[ExI] Can philosophers produce scientific knowledge?

Stathis Papaioannou stathisp at gmail.com
Sat May 8 21:34:23 UTC 2021


On Sun, 9 May 2021 at 03:43, Jason Resch via extropy-chat <
extropy-chat at lists.extropy.org> wrote:

> To support Stathis's position:

Functionalism requires 2 things:
1. that the physics used by the brain is computable
2. That nothing in the brain requires an infinite amount of information

For 1: No known law of physics is uncomputable. Some argue wave function
collapse is incomputable, but you can simulate all possibilities (i.e. many
worlds) either on a quantum computer or on a classical computer with
exponential slowdown.

For 2: The brain (and rest of the body) is created from the finite
information of the DNA (~700 MB) together with information learned through
the senses which is also finite (~Gigabit / second). Moreover, quantum
mechanics imposes a strict upper bound (The Bekenstein bound) on the
information content of physical systems if finite energy and volume.

So the only argument against the logical possibility of function requires
posing some new non-computable physics (Like Penrose), or suggesting that
the brain contains an infinite amount of information.

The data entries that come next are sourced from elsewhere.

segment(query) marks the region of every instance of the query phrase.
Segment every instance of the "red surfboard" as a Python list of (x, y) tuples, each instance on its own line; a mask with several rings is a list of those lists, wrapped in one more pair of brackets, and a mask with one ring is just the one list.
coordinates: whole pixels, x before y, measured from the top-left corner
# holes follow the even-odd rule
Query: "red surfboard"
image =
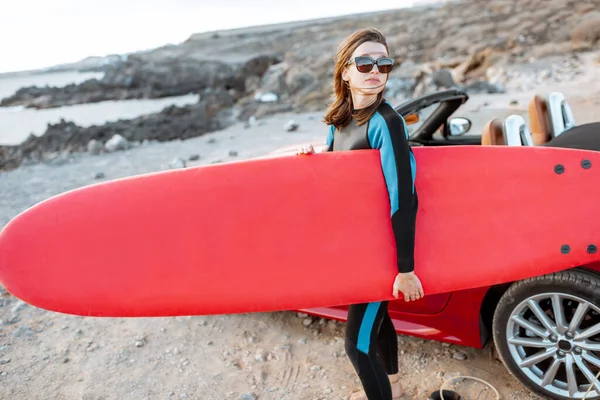
[[(599, 153), (414, 153), (426, 294), (600, 259)], [(45, 200), (0, 233), (0, 281), (32, 305), (76, 315), (293, 310), (393, 299), (394, 249), (378, 151), (280, 155)]]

If physics is computable and the brain's information content is finite,
then in principle an appropriately programmed computer could perfectly
emulate the behavior of the brain.

This appears confirmed so far, as detailed brain simulations using existing
knowledge of the biochemical properties of neurons have replicated
behaviors and patterns of firing across large brain regions. See, for
example, the Human Brain Project's results with mouse brains and whisker
stimulation: https://youtu.be/ldXEuUVkDuw

Penrose’s position is at least logical, even if scientifically wrong.
However, it is an argument against computationalism, a type of
functionalism. Functionalism can still be preserved if the brain involves
non-computable physics by imagining the use of a hypercomputer that can
handle these calculations. The likely non-existence of such a device does
not invalidate the logical argument.